Last Updated: 14 jan 2024

FPS Shooting

An immersive AR/VR FPS shooting game with multiple action-packed levels, offering players a unique experience in a highly interactive environment. Developed in Unity, the game features realistic combat scenarios, intricate level designs, and engaging VR mechanics, bringing a new dimension to shooting gameplay.

Challenges

Creating an immersive and smooth AR/VR experience presented several unique challenges. The complexities of managing precise VR controller input for seamless interactions, ensuring that physics for shooting and object interactions were accurate, and designing dynamic levels that could keep players engaged throughout their experience were key areas of focus. Overcoming these challenges required a blend of optimizing both hardware and software, along with a thoughtful approach to gameplay design to ensure that players felt fully immersed in the virtual world without interruptions or frustrations.

Optimizing game performance for smooth AR/VR experience.
Handling VR controller input for seamless interaction.
Ensuring accurate physics for shooting and object interaction.
Designing dynamic levels that keep players engaged.

Solutions

Creating an immersive and smooth experience in AR/VR games comes with a set of unique challenges. These include optimizing game performance across various devices, handling precise VR controller inputs for seamless interaction, ensuring realistic physics for shooting and object interactions, and designing dynamic levels that keep players engaged. Addressing these challenges effectively was crucial to providing a captivating experience while maintaining high performance and responsiveness in real-time. Below are the solutions I implemented to overcome these hurdles and deliver an engaging AR/VR experience.

To ensure a seamless AR/VR experience, I implemented a series of optimization techniques in Unity. This included strategies such as occlusion culling, optimizing textures and models, and reducing draw calls to enhance performance. These optimizations significantly improved frame rates, ensuring smooth gameplay even on lower-end AR/VR devices and providing players with a more immersive experience.

For handling accurate VR controller input, I integrated Unity’s XR Toolkit, which allowed for responsive and precise control interactions. This solution ensured that players could naturally aim, shoot, and interact with the environment, providing a realistic and immersive experience across both AR and VR platforms. The intuitive controller input helped maintain a high level of engagement without frustrating delays or inaccuracies.

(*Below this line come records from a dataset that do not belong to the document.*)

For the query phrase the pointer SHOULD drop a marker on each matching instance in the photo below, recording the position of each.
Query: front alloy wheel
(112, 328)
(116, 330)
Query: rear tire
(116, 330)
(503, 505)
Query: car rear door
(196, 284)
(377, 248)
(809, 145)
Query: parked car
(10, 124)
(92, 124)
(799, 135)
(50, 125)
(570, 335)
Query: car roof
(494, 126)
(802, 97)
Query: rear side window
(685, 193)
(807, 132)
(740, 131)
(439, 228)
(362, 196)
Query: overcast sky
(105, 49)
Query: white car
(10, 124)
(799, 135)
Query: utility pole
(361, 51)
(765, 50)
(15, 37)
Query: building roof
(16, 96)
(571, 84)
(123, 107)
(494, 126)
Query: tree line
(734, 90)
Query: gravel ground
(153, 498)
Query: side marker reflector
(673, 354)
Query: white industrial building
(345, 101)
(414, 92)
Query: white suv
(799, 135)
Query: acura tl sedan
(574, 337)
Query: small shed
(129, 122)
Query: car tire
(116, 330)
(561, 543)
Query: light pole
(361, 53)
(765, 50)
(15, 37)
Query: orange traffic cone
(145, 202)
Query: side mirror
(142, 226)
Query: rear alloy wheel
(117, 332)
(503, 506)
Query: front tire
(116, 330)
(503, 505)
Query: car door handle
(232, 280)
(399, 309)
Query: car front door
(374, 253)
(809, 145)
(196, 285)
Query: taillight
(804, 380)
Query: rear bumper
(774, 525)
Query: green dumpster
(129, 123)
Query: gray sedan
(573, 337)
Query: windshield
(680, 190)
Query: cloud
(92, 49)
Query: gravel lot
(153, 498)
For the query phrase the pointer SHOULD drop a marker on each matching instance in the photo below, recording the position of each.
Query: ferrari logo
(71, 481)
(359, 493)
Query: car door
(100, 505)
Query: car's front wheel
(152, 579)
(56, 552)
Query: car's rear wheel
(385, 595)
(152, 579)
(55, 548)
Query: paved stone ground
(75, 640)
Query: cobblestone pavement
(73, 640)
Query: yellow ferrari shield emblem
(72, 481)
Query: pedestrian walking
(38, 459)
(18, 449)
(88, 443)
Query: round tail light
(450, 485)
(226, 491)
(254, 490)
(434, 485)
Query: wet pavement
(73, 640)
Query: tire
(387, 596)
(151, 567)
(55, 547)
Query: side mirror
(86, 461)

To further enhance the gaming experience, I fine-tuned Unity’s physics engine to ensure that object interactions, such as shooting and recoil effects, were both realistic and responsive. This included adjusting bullet trajectories and ensuring consistent, lifelike object behaviors. Additionally, I employed procedural generation to create dynamic levels, ensuring that each session provided unique, engaging environments that adapted to player actions, thus keeping the gameplay fresh and challenging.